You know they say you can't go back and change things thats happened even 5 seconds ago. But if I could I would suredly try to change a lot of things. They also say you have to live with the cards you are dealt. well if I had it my way, I'd ask for a new hand. Myself as well as countless on thousand upon thousand of people just here in the USA, just like myself, we weren't born on the other side of the tracks as to say, no silver spoon, no ira's, or college funds set aside. no we are the ones who have to fight for everything we got. Christianity in my house was nothing unless it was taking the church for everything they had and then when the well went dry, that's all you heard about church. I guess if it hadn't been for my late, late, grandmother, God rest her soul, I would have never graced the inside of a church building. And I praise the Lord for her.
They say that it's not good to look back on the past, but look to the future, but how can you look to the future when so much of your future is in the past. Growing up in the house I lived in was pure hectic to say at least. Like thousands of other young kids who had broken homes, life wasn't easy, especially when your mother remarrys a man she met in a beer dive. not to say that my real dad, which I never saw with my own eyes (and if I did was to young to remember), I've been told he was in no way a saint himself. Oh well maybe I will get to see him on the other side in new jerusalem, this is my hope and prayer. But as I look back I guess all the beating we endured made us better folk, I guess, I really can't tell.
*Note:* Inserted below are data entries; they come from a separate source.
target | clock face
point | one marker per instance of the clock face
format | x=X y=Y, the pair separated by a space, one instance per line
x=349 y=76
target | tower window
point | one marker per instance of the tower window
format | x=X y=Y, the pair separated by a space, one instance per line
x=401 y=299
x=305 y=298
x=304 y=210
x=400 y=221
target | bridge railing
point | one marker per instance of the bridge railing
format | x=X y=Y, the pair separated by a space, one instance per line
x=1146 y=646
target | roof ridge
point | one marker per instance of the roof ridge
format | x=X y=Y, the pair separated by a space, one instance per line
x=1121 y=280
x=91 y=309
But just to survive was not in itself easy, taking on different personalities, just to help us make through. we firmly believe that if God hadn't been there with us, we wouldn't be here today. The rule was, kids only spoke when spoken to, dare speak, get beat, then speak, get beat. what a win win situation huh ? Having your every move dictatated was grrrr. having no life was worse, But when Ive gone the last mile I know all will be well. to have to grow up the way we did as a child, and knowing that thousands upon thousands of others had it the same way makes one just break down and cry. It has taken many years for me to shed a tear for anything, or anyone and at times it's still tough to cry. When I lost my mother earlier this year, instead of crying, I felt thank goodness, this is over. Did I love my mom? yes. did I love my mom after all the abuse she and my stepdad put me through, yes but it was and still is tough.
Now that I look back at all the wasted years, what should have been and not should of been in my life, would I still change things? YES, I would. And the first thing would be, that the first time that I met Jesus Christ as my Lord and Saviour, I would have held onto Him for dear life. You see I wasted so many years of being a form of godliness, denyng the power thereof. I knew of Him, but really never knew Him. But now that I know Him and what He was and is capable of doing, I can no longer look back. For today the future is ahead of me. For all the mental, physical, and verbal abuse I grew up with, I have no one else to thank, but God the Father, who brought me through it all. As that old old song goes, I wouldn't take nothing for my journey now. By the help and grace of God I pray that my feet never again slip backwards but walketh forward from this day. That when I have gone the last mile of the way, Jesus will look at me and say these words, "enter in thy good and faithful servant".
Friends, you can make it the last mile of the way also, just trust in Him, Jesus.